Nothing more worthy of recording occurred before our arrival at Meurice on the third day of our journey. My friend O'Leary had, with his usual good fortune, become indispensable to his new acquaintance, and it was not altogether without some little lurking discontent that I perceived how much less often my services were called in request since his having joined our party; his information, notwithstanding its very scanty extent, was continually relied upon, and his very imperfect French everlastingly called into requisition to interpret a question for the ladies. Yes, thought I, "Othello's occupation's gone;" one of two things has certainly happened, either Mrs. Bingham and her daughter have noticed my continued abstraction of mind, and have attributed it to the real cause, the pre-occupation of my affections; or thinking, on the other hand, that I am desperately in love with one or other of them, have thought that a little show of preference to Mr. O'Leary may stimulate me to a proposal at once. In either case I resolved to lose no time in taking my leave, which there could be no difficulty in doing now, as the ladies had reached their intended destination, and had numerous friends in Paris to advise and assist them; besides that I had too long neglected the real object of my trip, and should lose no time in finding out the Callonbys, and at once learn what prospect of success awaited me in that quarter. Leaving my fair friends then to refresh themselves after the journey, and consigning Mr. O'Leary to the enjoyment of his meershaum, through the aid of which he had rendered his apartment like a Dutch swamp in autumn, the only portion of his own figure visible through the mist being his short legs and heavy shoes.

On reaching the house in the Rue de la Paix, where the Callonbys had resided, I learned that they were still at Baden, and were not expected in Paris for some weeks; that Lord Kilkee had arrived that morning, and was then dining at the Embassy, having left an invitation for me to dine with him on the following day, if I happened to call. As I turned from the door, uncertain whither to turn my steps, I walked on unconsciously towards the Boulevard, and occupied as I was, thinking over all the chances before me, did not perceive where I stood till the bright glare of a large gas lamp over my head apprised me that I was at the door of the well known Salon des Etrangers, at the corner of the Rue Richelieu; carriages, citadines, and vigilantes were crowding, crashing, and clattering on all sides, as the host of fashion and the gaming-table were hastening to their champ de bataille. Not being a member of the Salon, and having little disposition to enter, if I had been, I stood for some minutes looking at the crowd as it continued to press on towards the splendid and brilliantly lighted stairs, which leads from the very street to the rooms of the palace, for such, in the magnificence and luxury of its decorations, it really is. As I was on the very eve of turning away, a large and very handsome cab-horse turned the corner from the balustrade, with the most perfect appointment of harness and carriage I had seen for a long time.

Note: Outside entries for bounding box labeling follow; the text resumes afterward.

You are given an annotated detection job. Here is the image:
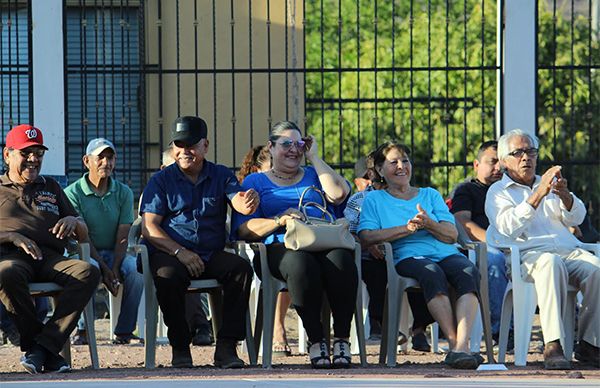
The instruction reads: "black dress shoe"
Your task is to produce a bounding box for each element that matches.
[215,339,244,369]
[171,347,194,368]
[44,352,71,373]
[21,344,48,375]
[575,340,600,368]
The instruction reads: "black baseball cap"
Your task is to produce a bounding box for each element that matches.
[171,116,208,146]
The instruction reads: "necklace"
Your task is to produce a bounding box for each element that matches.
[271,168,300,181]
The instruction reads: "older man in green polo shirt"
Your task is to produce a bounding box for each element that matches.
[65,138,144,344]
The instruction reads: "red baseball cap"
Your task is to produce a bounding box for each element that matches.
[6,124,48,150]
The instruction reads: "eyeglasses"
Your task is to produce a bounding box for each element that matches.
[277,139,306,151]
[508,148,538,158]
[17,148,46,158]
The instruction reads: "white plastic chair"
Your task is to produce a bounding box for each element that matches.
[29,243,100,369]
[498,243,600,366]
[242,243,367,368]
[130,220,256,369]
[379,236,494,367]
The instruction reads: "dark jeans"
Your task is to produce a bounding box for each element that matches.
[150,251,253,349]
[396,254,479,303]
[361,259,434,335]
[258,244,358,343]
[0,249,100,354]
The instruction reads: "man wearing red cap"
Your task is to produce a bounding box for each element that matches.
[0,125,100,374]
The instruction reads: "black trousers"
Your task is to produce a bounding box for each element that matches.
[362,259,434,335]
[150,251,253,349]
[0,248,100,354]
[259,244,358,343]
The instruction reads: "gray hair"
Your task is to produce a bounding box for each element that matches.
[498,128,540,160]
[269,121,302,141]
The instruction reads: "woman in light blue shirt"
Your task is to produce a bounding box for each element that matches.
[358,142,483,369]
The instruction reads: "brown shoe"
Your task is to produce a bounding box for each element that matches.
[575,340,600,368]
[544,340,571,370]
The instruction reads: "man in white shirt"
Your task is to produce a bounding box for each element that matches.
[485,129,600,369]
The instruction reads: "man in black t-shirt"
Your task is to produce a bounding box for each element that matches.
[450,140,510,346]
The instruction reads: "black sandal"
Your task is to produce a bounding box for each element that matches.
[333,339,352,368]
[308,341,331,369]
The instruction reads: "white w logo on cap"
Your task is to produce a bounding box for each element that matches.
[25,128,37,139]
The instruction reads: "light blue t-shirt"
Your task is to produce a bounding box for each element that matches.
[358,187,460,264]
[231,166,335,244]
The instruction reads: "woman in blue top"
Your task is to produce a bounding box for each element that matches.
[358,142,482,369]
[233,121,358,368]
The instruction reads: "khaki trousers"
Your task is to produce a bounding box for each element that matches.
[521,248,600,346]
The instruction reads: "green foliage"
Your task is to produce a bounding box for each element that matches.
[305,0,600,227]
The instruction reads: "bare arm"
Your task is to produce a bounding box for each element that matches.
[454,210,485,242]
[358,225,416,248]
[305,136,350,205]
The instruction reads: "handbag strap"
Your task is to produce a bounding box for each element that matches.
[299,202,335,224]
[298,185,327,209]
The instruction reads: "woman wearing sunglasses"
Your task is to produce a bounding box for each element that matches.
[233,121,357,368]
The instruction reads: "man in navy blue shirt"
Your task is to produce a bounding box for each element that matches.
[141,116,259,368]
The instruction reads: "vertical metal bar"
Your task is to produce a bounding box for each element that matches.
[248,0,254,142]
[229,0,236,166]
[267,0,273,128]
[356,0,363,154]
[552,0,558,155]
[27,3,35,123]
[15,0,22,121]
[427,1,434,160]
[158,0,165,155]
[568,0,575,158]
[444,0,450,191]
[480,0,486,142]
[338,0,344,173]
[81,0,89,155]
[408,0,415,154]
[392,0,394,134]
[320,0,325,155]
[464,0,469,176]
[175,0,181,117]
[284,0,290,120]
[110,0,117,141]
[212,0,218,158]
[194,0,200,117]
[373,0,379,144]
[302,0,308,135]
[6,0,12,121]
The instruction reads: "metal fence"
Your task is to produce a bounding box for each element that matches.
[0,0,600,224]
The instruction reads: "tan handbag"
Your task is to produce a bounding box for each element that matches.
[283,186,354,252]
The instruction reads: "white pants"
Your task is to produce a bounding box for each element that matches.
[521,249,600,346]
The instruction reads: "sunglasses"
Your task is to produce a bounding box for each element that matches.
[276,139,306,151]
[17,148,46,158]
[508,148,538,158]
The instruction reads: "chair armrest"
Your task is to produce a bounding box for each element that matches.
[127,217,142,251]
[577,243,600,257]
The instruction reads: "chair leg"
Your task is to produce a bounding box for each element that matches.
[498,288,513,364]
[144,284,158,369]
[83,297,100,369]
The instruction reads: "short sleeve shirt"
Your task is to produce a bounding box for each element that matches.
[65,173,133,250]
[358,187,459,264]
[140,160,241,261]
[0,174,77,254]
[232,166,342,244]
[450,179,490,229]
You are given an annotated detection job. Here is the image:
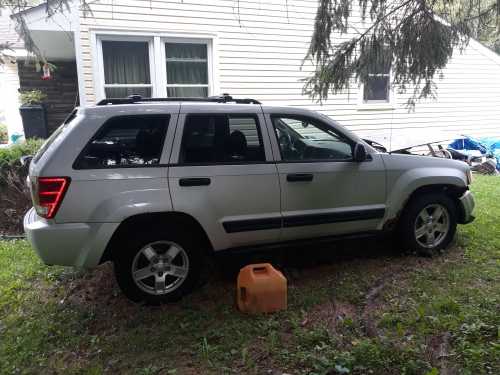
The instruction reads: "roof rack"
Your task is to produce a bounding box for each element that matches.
[97,94,261,105]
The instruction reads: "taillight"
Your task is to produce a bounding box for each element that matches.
[31,177,71,219]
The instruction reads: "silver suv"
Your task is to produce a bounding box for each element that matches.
[24,96,474,303]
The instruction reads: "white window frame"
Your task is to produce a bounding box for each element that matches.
[161,38,212,97]
[358,69,396,110]
[91,30,218,102]
[97,35,156,99]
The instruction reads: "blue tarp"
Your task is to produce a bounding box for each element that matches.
[448,137,500,171]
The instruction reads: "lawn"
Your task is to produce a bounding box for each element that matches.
[0,176,500,375]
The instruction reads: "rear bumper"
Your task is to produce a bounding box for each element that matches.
[458,190,476,224]
[24,208,119,268]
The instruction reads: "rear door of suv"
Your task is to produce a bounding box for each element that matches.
[168,103,281,250]
[265,108,386,241]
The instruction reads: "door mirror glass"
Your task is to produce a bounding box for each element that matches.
[354,143,366,162]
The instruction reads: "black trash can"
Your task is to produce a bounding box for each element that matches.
[19,104,48,139]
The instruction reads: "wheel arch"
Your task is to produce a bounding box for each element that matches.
[99,211,213,264]
[391,183,468,231]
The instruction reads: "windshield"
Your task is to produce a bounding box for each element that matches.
[33,109,77,163]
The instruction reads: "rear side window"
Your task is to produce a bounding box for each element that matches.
[74,115,170,169]
[180,114,265,164]
[33,109,77,163]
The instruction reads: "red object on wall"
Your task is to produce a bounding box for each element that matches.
[42,64,52,81]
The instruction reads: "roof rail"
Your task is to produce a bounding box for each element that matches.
[97,94,261,105]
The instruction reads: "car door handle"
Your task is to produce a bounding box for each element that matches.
[286,173,314,182]
[179,177,210,186]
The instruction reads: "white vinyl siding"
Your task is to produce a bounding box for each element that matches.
[80,0,500,144]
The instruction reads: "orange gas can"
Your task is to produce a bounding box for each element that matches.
[237,263,287,313]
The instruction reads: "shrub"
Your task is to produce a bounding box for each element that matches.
[19,90,47,105]
[0,139,44,168]
[0,139,43,234]
[0,124,9,143]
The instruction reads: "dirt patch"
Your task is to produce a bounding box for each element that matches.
[302,301,357,333]
[426,332,458,375]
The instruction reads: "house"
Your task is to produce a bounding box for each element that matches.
[0,6,79,144]
[2,0,500,146]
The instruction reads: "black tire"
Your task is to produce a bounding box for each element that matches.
[398,193,457,256]
[113,227,205,305]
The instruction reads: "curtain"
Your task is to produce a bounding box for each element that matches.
[165,43,208,85]
[102,41,151,84]
[167,87,208,98]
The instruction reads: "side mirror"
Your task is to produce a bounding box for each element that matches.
[353,143,366,163]
[19,155,33,167]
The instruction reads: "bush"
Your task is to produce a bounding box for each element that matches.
[19,90,47,105]
[0,139,43,234]
[0,139,44,171]
[0,124,9,143]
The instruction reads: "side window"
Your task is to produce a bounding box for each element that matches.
[74,115,170,169]
[180,114,265,164]
[271,116,353,161]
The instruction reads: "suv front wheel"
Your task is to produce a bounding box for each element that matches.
[399,193,457,255]
[114,229,203,304]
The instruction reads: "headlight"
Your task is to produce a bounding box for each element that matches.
[467,169,472,185]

While I continued to admire the taste and propriety of the equipage, a young man in deep mourning sprung from the inside and stood upon the pavement before me. "A deux heures, Charles," said he to his servant, as the cab turned slowly around. The voice struck me as well known. I waited till he approached the lamp, to catch a glimpse of the face; and what was my surprise to recognise my cousin, Guy Lorrequer of the 10th, whom I had not met with for six years before. My first impulse was not to make myself known to him. Our mutual position with regard to Lady Jane was so much a mystery, as regarded myself, that I feared the result of any meeting, until I was sufficiently aware of how matters stood, and whether we were to meet as friends and relations, or rivals, and consequently enemies.

Before I had time to take my resolution, Guy had recognised me, and seizing me by the hand with both his, called, "Harry, my old friend, how are you? how long have you been here, and never to call on me? Why man, what is the meaning of this?" Before I had time to say that I was only a few hours in Paris, he again interrupted me by saying: "And how comes it that you are not in mourning? You must surely have heard it."

"Heard what?" I cried, nearly hoarse from agitation. "Our poor old friend, Sir Guy, didn't you know, is dead." Only those who have felt how strong the ties of kindred are, as they decrease in number, can tell how this news fell upon my heart. All my poor uncle's kindnesses came one by one full upon my memory; his affectionate letters of advice; his well-meant chidings, too, even dearer to me than his praise and approval, completely unmanned me; and I stood speechless and powerless before my cousin as he continued to detail to me the rapid progress of Sir Guy's malady, and attack of gout in the head, which carried him off in three days. Letters had been sent to me in different places, but none reached; and at the very moment the clerk of my uncle's lawyer was in pursuit of me through the highlands, where some mistaken information had induced him to follow me.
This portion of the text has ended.